The complex truth about poverty in America, however, does not fit on a bumper sticker. We cannot neatly sort these issues into causes and effects — they are all causes and effects of each other and all contribute to poverty. Focusing government attention on fatherhood or whichever social ill best fits one’s political narrative won’t succeed in moving large numbers of Americans out of poverty and toward self-sustaining prosperity.

Politicians love to talk about agency and personal responsibility when faced with the problem of poverty, but in the end taxpayer dollars are spent largely on futile pet projects designed to make poor people do what politicians from both parties think they should do. Unfortunately, the Biden administration’s now-expired child tax credit now looks like a missed opportunity to pivot away from that approach and towards a smarter use of public funds.

As University of San Diego Professor Matt Zwolinski wrote in the Daily Caller last fall, providing unconditional cash benefits is shown by many studies to be a more effective approach than government bureaucracies and welfare programs. When children need financial support, the money should go “directly to families” and trust them “with the freedom and the responsibility to use that money as they see fit,” Zwolinski said.

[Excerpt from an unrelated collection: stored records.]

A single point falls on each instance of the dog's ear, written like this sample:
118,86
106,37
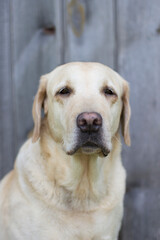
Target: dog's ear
126,113
40,101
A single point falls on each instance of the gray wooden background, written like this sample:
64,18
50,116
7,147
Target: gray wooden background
38,35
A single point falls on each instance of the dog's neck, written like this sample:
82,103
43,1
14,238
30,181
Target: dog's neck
80,181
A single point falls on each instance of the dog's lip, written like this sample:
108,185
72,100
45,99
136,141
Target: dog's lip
90,145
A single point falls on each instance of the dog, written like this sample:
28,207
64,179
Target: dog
68,181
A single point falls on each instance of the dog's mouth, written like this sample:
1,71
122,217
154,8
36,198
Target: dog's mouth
90,147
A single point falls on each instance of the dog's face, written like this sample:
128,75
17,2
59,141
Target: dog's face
84,104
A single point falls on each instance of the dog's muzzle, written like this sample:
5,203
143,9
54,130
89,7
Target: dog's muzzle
89,137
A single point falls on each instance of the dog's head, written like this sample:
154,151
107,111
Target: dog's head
84,104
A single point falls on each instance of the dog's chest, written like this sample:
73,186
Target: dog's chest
81,226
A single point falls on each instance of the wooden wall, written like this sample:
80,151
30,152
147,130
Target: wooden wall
38,35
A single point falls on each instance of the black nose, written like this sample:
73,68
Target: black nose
89,122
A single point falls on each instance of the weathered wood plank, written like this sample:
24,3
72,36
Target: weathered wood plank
6,96
138,61
89,31
31,42
141,218
35,53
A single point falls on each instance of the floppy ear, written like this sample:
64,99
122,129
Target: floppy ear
125,116
38,104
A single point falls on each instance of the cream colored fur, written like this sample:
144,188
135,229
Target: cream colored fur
51,195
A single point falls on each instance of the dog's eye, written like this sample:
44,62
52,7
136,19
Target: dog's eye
64,91
109,91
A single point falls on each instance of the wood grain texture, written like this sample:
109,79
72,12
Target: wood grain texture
138,61
6,94
29,48
96,42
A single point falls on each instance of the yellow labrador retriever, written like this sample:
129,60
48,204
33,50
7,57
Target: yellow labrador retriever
68,181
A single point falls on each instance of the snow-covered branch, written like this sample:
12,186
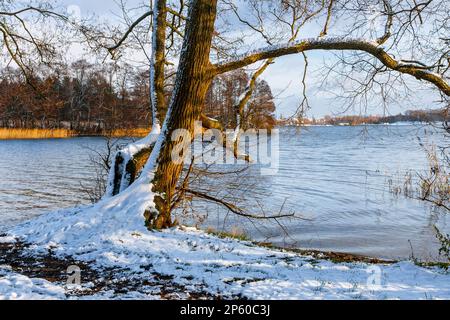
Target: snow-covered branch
342,44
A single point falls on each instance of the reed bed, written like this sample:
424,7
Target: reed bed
25,134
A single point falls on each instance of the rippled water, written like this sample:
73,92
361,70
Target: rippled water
334,177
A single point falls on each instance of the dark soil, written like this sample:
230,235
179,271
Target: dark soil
54,269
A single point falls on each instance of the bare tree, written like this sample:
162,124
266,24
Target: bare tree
372,51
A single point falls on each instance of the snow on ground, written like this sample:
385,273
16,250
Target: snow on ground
18,287
112,234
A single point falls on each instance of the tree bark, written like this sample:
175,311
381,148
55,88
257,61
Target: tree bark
191,86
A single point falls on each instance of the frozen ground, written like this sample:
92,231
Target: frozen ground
110,235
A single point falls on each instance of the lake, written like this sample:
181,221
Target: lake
336,178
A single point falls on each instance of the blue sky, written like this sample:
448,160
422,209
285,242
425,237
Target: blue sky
284,76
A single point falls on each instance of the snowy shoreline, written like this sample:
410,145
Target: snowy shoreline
199,265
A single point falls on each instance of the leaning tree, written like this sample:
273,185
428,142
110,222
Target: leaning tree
378,45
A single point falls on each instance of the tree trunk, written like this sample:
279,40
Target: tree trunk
193,81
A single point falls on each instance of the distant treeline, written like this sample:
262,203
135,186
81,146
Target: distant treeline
440,115
90,99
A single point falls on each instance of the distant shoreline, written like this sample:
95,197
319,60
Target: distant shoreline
38,134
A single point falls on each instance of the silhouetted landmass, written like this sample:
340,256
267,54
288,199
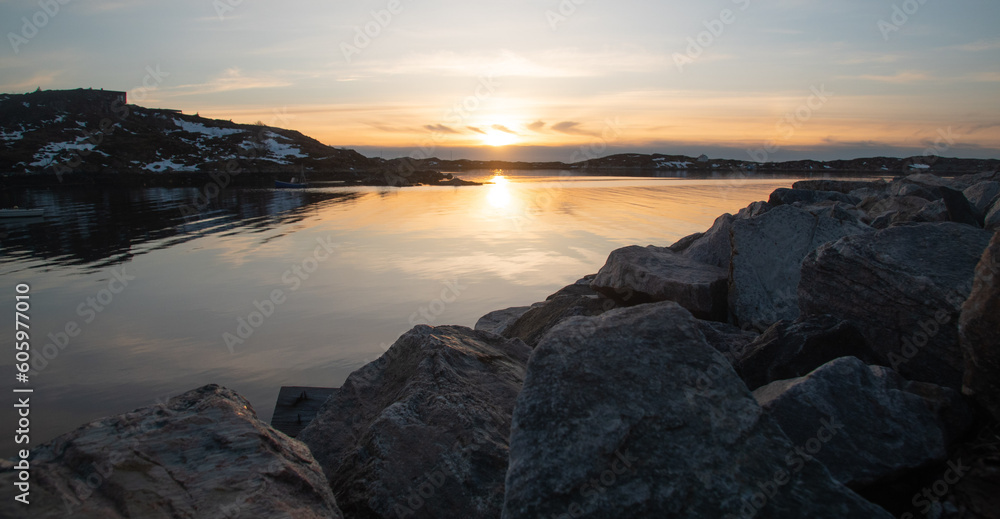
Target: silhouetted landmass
94,137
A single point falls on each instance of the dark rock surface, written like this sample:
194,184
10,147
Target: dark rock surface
636,275
498,321
902,287
767,255
886,426
632,414
980,332
422,432
539,319
785,196
202,454
793,349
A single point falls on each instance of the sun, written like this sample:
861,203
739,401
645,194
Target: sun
499,138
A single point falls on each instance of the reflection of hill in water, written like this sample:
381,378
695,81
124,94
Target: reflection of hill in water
100,227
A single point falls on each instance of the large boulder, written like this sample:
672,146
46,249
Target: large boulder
982,195
631,414
793,349
903,287
887,425
202,454
713,247
959,209
533,324
767,255
729,340
980,332
783,196
498,321
636,275
839,186
422,431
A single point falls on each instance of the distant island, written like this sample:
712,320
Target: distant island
94,137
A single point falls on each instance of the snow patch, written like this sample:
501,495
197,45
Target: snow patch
211,131
168,165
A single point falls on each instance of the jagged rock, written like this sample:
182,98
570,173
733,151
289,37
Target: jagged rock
840,186
959,209
685,242
904,189
902,286
202,454
538,320
982,195
886,426
788,350
992,220
498,321
727,339
980,332
754,209
783,196
579,288
713,248
422,431
635,275
767,256
631,414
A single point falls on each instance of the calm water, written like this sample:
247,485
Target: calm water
152,291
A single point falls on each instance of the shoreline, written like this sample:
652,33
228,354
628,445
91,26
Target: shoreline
739,336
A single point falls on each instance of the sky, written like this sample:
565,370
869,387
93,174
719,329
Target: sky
560,80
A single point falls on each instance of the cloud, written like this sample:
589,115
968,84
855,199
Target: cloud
570,128
440,128
980,45
230,80
908,76
502,128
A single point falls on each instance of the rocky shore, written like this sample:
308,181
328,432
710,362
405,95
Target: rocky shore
831,352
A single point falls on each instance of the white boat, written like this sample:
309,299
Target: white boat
21,213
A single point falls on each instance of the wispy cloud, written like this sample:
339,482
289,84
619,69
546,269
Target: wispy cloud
230,80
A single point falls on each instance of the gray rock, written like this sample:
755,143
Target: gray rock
727,339
982,195
713,248
902,287
886,426
767,256
840,186
498,321
579,288
637,275
631,414
422,431
959,209
788,350
540,318
980,329
783,196
992,221
202,454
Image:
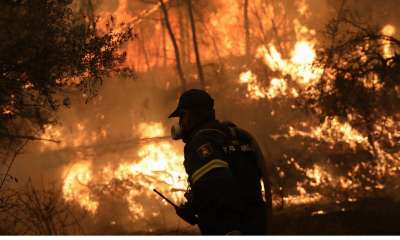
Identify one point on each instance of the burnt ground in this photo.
(372, 216)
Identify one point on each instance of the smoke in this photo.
(105, 131)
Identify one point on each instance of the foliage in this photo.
(48, 50)
(361, 79)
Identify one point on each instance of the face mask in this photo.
(176, 132)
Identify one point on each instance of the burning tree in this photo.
(49, 50)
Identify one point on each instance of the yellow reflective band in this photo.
(216, 163)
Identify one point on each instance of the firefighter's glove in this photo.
(187, 213)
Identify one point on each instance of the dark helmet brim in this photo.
(175, 113)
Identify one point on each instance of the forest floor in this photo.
(372, 216)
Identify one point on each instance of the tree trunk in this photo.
(246, 28)
(182, 30)
(195, 46)
(176, 49)
(164, 45)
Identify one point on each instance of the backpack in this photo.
(242, 158)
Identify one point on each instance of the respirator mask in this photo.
(176, 132)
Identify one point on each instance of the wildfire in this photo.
(333, 131)
(156, 165)
(299, 67)
(75, 187)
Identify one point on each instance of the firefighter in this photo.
(223, 166)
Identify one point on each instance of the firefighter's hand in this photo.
(185, 212)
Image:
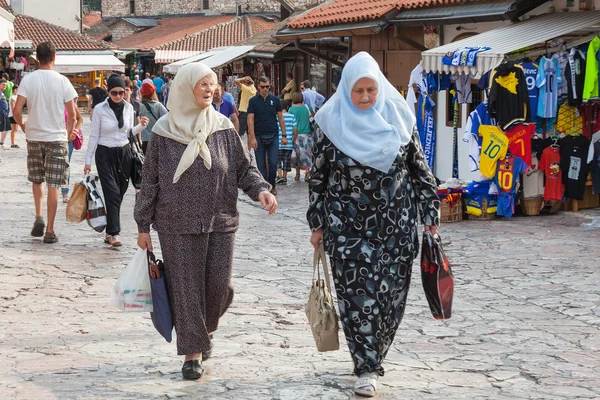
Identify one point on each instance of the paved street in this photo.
(525, 322)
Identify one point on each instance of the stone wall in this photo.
(122, 29)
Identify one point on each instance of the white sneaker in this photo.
(366, 384)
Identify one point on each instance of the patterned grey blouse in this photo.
(203, 200)
(369, 215)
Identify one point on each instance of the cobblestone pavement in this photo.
(525, 322)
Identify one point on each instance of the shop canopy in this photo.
(77, 63)
(213, 58)
(518, 38)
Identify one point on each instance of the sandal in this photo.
(366, 385)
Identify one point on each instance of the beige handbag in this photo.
(320, 309)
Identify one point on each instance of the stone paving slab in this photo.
(525, 323)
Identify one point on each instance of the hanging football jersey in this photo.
(530, 68)
(506, 179)
(519, 141)
(575, 76)
(573, 163)
(548, 81)
(550, 164)
(494, 146)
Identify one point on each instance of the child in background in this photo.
(284, 163)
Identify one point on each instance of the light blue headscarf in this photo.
(371, 137)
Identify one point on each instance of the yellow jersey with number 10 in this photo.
(493, 148)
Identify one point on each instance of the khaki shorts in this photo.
(48, 162)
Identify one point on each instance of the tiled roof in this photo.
(170, 29)
(29, 28)
(353, 11)
(91, 19)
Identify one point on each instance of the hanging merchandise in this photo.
(479, 117)
(548, 81)
(509, 98)
(455, 119)
(426, 127)
(533, 180)
(506, 179)
(494, 146)
(573, 157)
(590, 87)
(594, 162)
(569, 120)
(530, 69)
(575, 76)
(519, 141)
(550, 165)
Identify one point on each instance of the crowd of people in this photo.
(363, 161)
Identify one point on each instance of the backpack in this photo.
(96, 215)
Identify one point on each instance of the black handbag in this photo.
(137, 160)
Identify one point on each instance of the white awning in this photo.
(227, 55)
(173, 68)
(75, 63)
(513, 38)
(169, 56)
(7, 29)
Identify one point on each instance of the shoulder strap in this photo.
(150, 110)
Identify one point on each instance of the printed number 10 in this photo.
(492, 150)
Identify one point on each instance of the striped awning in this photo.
(169, 56)
(515, 38)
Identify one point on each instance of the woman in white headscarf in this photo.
(195, 163)
(369, 183)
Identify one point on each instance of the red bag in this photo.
(436, 276)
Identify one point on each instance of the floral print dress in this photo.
(369, 220)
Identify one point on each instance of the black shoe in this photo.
(192, 369)
(38, 228)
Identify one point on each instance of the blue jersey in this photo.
(290, 124)
(531, 70)
(548, 81)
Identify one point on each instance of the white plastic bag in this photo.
(132, 291)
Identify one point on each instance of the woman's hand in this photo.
(268, 201)
(144, 241)
(316, 238)
(431, 228)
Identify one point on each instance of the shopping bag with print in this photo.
(77, 205)
(320, 309)
(96, 213)
(162, 319)
(436, 275)
(132, 291)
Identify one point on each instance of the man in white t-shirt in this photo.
(46, 93)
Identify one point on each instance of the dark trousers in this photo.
(267, 155)
(114, 169)
(243, 123)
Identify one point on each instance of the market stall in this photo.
(533, 136)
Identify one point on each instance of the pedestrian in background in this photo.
(109, 141)
(312, 98)
(194, 147)
(46, 93)
(226, 108)
(13, 124)
(264, 111)
(284, 163)
(369, 184)
(303, 144)
(152, 109)
(72, 135)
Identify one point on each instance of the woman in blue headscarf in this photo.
(369, 184)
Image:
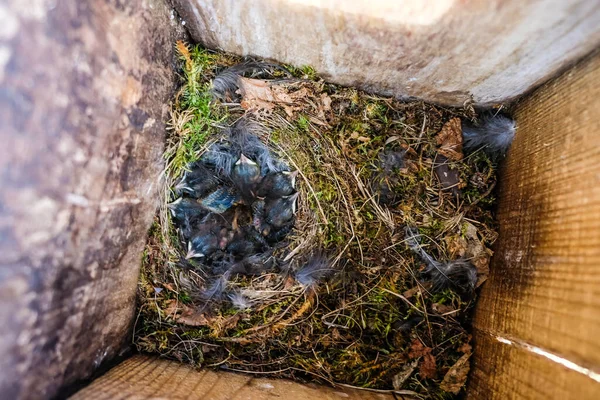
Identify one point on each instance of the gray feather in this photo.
(494, 134)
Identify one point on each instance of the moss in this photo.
(347, 329)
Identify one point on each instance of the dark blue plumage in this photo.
(245, 176)
(197, 181)
(281, 211)
(259, 217)
(220, 200)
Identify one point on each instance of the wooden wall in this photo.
(537, 325)
(442, 51)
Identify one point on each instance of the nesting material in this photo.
(369, 282)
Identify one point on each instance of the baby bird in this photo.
(220, 200)
(203, 245)
(197, 181)
(185, 209)
(259, 217)
(277, 184)
(246, 175)
(281, 211)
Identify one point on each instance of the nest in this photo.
(370, 169)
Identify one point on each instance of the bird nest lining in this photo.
(355, 296)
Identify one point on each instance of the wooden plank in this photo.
(83, 94)
(443, 51)
(501, 371)
(144, 377)
(544, 286)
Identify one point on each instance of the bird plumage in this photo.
(277, 184)
(317, 268)
(185, 209)
(493, 133)
(245, 176)
(460, 274)
(220, 200)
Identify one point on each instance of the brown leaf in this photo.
(455, 378)
(457, 246)
(427, 369)
(417, 349)
(465, 348)
(450, 140)
(411, 292)
(441, 309)
(325, 102)
(191, 317)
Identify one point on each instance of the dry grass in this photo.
(377, 314)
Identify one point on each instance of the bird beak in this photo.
(244, 160)
(294, 198)
(293, 176)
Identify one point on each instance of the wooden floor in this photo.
(537, 323)
(145, 377)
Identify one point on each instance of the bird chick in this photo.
(206, 242)
(493, 134)
(458, 274)
(184, 209)
(220, 200)
(277, 184)
(245, 135)
(259, 217)
(279, 212)
(245, 242)
(197, 181)
(246, 175)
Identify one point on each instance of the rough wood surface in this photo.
(83, 92)
(541, 305)
(443, 51)
(144, 377)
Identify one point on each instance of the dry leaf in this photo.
(427, 369)
(417, 349)
(325, 102)
(457, 246)
(411, 292)
(455, 378)
(401, 377)
(191, 317)
(442, 308)
(450, 140)
(465, 347)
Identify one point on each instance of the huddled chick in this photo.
(235, 203)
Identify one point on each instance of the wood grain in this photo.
(544, 287)
(443, 51)
(144, 377)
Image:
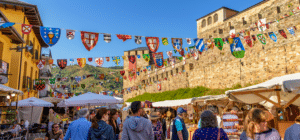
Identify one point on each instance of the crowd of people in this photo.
(139, 125)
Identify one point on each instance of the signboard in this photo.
(3, 79)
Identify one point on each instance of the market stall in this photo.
(277, 95)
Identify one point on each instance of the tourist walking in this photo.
(179, 130)
(55, 133)
(78, 129)
(256, 127)
(209, 128)
(136, 127)
(100, 129)
(230, 125)
(293, 132)
(113, 116)
(156, 126)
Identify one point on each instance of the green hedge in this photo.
(183, 93)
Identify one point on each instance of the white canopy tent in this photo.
(171, 103)
(279, 91)
(4, 88)
(89, 99)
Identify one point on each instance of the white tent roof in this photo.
(9, 89)
(290, 88)
(171, 103)
(30, 102)
(89, 99)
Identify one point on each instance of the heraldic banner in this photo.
(132, 67)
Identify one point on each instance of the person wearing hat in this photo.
(179, 130)
(156, 126)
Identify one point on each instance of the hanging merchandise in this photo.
(107, 38)
(71, 61)
(219, 43)
(83, 86)
(101, 76)
(50, 35)
(188, 41)
(291, 30)
(199, 44)
(253, 38)
(89, 39)
(262, 25)
(195, 53)
(165, 41)
(52, 81)
(170, 54)
(210, 44)
(146, 57)
(40, 84)
(138, 40)
(158, 87)
(158, 59)
(40, 64)
(70, 34)
(177, 44)
(26, 29)
(237, 48)
(50, 61)
(107, 59)
(6, 25)
(124, 37)
(62, 63)
(132, 67)
(283, 33)
(152, 43)
(116, 59)
(232, 33)
(77, 79)
(273, 36)
(81, 62)
(99, 61)
(261, 38)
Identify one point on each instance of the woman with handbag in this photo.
(209, 128)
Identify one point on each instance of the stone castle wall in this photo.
(219, 69)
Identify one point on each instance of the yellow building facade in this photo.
(21, 65)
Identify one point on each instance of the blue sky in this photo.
(157, 18)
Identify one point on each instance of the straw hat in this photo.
(154, 116)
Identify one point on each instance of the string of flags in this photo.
(89, 39)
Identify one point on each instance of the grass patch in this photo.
(182, 93)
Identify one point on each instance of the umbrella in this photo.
(88, 99)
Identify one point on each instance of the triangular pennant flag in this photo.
(107, 38)
(50, 35)
(89, 39)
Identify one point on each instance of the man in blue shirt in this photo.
(78, 130)
(179, 130)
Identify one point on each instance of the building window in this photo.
(203, 23)
(244, 21)
(215, 17)
(220, 31)
(278, 9)
(209, 20)
(259, 16)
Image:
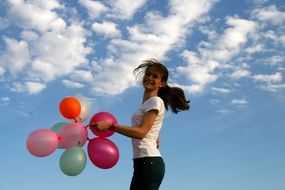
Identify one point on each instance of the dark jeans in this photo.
(148, 173)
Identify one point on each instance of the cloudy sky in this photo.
(228, 56)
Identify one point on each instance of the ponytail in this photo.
(174, 98)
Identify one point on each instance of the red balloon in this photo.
(103, 153)
(73, 134)
(42, 142)
(70, 107)
(102, 116)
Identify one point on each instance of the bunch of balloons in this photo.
(72, 135)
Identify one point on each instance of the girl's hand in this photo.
(101, 125)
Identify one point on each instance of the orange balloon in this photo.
(70, 107)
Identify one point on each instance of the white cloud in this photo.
(30, 87)
(215, 55)
(72, 84)
(276, 77)
(269, 14)
(154, 38)
(48, 48)
(221, 90)
(4, 100)
(239, 102)
(124, 9)
(16, 55)
(240, 73)
(108, 29)
(94, 8)
(35, 14)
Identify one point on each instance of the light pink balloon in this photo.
(73, 134)
(42, 142)
(102, 116)
(103, 153)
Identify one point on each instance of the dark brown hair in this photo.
(172, 97)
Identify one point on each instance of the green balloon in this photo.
(73, 161)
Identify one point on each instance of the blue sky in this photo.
(228, 56)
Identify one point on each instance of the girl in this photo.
(148, 164)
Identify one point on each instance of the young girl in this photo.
(148, 164)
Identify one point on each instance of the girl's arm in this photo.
(133, 132)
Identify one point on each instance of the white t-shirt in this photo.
(147, 146)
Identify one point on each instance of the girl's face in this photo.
(152, 79)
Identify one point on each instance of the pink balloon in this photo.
(102, 152)
(102, 116)
(42, 142)
(73, 134)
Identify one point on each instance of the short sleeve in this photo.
(153, 103)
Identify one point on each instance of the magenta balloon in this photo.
(102, 116)
(73, 134)
(102, 152)
(42, 142)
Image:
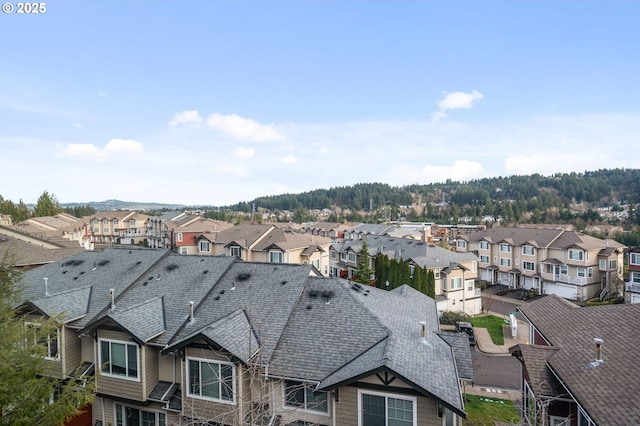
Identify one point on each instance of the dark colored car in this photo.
(466, 327)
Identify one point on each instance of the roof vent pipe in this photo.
(598, 343)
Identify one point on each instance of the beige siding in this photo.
(71, 351)
(221, 412)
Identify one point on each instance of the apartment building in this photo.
(456, 274)
(215, 340)
(551, 261)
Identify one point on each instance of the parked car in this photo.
(466, 327)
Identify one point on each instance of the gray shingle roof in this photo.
(608, 392)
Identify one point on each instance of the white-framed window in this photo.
(576, 255)
(119, 359)
(505, 248)
(213, 380)
(130, 416)
(455, 283)
(235, 251)
(301, 396)
(51, 341)
(384, 409)
(275, 256)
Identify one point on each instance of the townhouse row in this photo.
(215, 340)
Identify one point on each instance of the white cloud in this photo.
(289, 159)
(244, 153)
(114, 146)
(456, 100)
(246, 129)
(186, 118)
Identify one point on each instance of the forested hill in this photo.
(594, 188)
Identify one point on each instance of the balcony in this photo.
(633, 287)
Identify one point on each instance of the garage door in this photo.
(566, 291)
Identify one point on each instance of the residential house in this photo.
(115, 227)
(215, 340)
(580, 368)
(26, 251)
(455, 273)
(551, 261)
(632, 287)
(194, 234)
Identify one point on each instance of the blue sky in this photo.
(216, 102)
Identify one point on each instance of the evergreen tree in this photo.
(29, 392)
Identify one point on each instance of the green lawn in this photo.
(493, 325)
(483, 411)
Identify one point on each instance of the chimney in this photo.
(598, 343)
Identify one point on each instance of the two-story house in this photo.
(580, 368)
(455, 273)
(551, 261)
(632, 287)
(214, 340)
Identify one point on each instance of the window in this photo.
(505, 248)
(455, 283)
(378, 409)
(119, 359)
(211, 380)
(528, 250)
(235, 251)
(576, 255)
(303, 397)
(275, 256)
(128, 416)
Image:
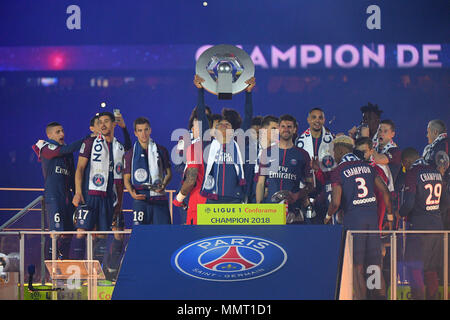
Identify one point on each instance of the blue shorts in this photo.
(59, 213)
(99, 215)
(151, 212)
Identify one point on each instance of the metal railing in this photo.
(170, 192)
(347, 269)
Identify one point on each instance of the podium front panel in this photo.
(174, 262)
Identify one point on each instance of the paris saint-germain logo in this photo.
(229, 258)
(98, 180)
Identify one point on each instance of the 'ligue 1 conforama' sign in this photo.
(241, 214)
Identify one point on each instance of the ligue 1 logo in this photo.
(229, 258)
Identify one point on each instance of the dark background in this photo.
(409, 96)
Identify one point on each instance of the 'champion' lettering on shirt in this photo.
(430, 177)
(356, 171)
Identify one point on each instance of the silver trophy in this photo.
(291, 217)
(225, 69)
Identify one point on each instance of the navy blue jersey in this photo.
(294, 167)
(58, 168)
(357, 179)
(394, 156)
(227, 180)
(425, 183)
(86, 152)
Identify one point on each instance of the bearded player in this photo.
(425, 198)
(353, 189)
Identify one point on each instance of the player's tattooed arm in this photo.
(336, 194)
(189, 182)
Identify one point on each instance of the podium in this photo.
(75, 271)
(231, 262)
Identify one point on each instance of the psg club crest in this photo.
(98, 180)
(229, 258)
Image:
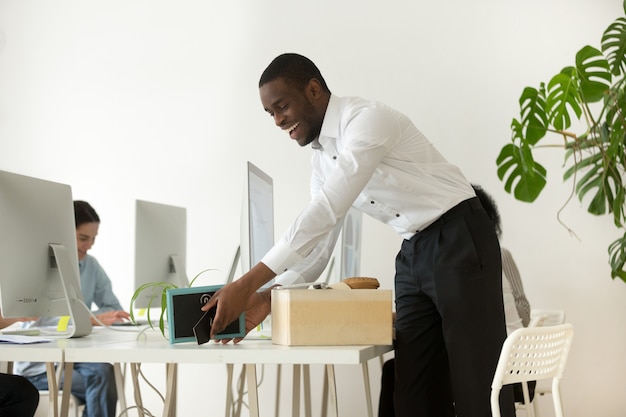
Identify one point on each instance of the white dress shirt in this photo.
(372, 157)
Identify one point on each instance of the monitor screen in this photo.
(39, 274)
(257, 217)
(160, 248)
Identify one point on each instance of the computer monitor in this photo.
(160, 248)
(39, 273)
(257, 217)
(350, 244)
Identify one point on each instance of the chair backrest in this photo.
(542, 317)
(532, 354)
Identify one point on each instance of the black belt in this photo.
(465, 206)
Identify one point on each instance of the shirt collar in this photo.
(330, 125)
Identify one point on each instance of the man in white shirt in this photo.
(450, 318)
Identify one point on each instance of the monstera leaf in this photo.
(563, 98)
(521, 173)
(614, 46)
(594, 74)
(588, 97)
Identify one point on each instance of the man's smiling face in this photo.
(293, 109)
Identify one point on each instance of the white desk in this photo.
(123, 347)
(155, 349)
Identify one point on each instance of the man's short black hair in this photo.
(296, 69)
(490, 207)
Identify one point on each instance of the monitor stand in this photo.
(178, 270)
(233, 266)
(79, 316)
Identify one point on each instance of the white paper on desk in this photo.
(16, 339)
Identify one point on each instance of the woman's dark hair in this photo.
(84, 213)
(490, 207)
(296, 69)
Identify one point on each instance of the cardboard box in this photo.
(331, 317)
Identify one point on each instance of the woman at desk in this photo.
(92, 383)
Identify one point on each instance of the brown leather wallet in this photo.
(362, 283)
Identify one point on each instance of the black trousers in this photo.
(18, 397)
(450, 322)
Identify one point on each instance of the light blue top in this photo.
(97, 290)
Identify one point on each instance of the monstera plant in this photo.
(584, 108)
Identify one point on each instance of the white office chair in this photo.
(542, 317)
(533, 354)
(47, 404)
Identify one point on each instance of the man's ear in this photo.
(314, 89)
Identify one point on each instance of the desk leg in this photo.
(119, 385)
(277, 397)
(368, 390)
(325, 399)
(295, 400)
(169, 408)
(253, 395)
(332, 389)
(306, 382)
(53, 393)
(134, 374)
(229, 388)
(67, 384)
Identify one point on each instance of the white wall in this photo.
(158, 100)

Notably, bundled within the Florida fatherhood bill is a modest increase in a stipend that is given to children who have worked their way through the state’s foster care system and are attending college and other post-secondary education options. This portion of the bill wisely treats its recipients, who are often born into poverty and without a father present, as responsible and capable of deciding what they need and how their money should be spent.

Kids without fathers, and taxpayers, would be better off if Florida’s lawmakers had embraced this individual responsibility model and focused their fatherhood initiative — and the state’s other welfare programs — on providing cash benefits.

The Florida fatherhood bill funds some helpful programs amidst its window dressing. But Gov. DeSantis often talks about trusting individuals, not the government, to make the best decisions. In this case, if DeSantis wanted to help families, he should’ve opted for cash payments rather than public messaging-focused campaigns. Policies that trust individuals and put personal responsibility first are the way to pivot away from American welfare’s many failures and decrease poverty. Conservatives and liberals should be able to agree on that.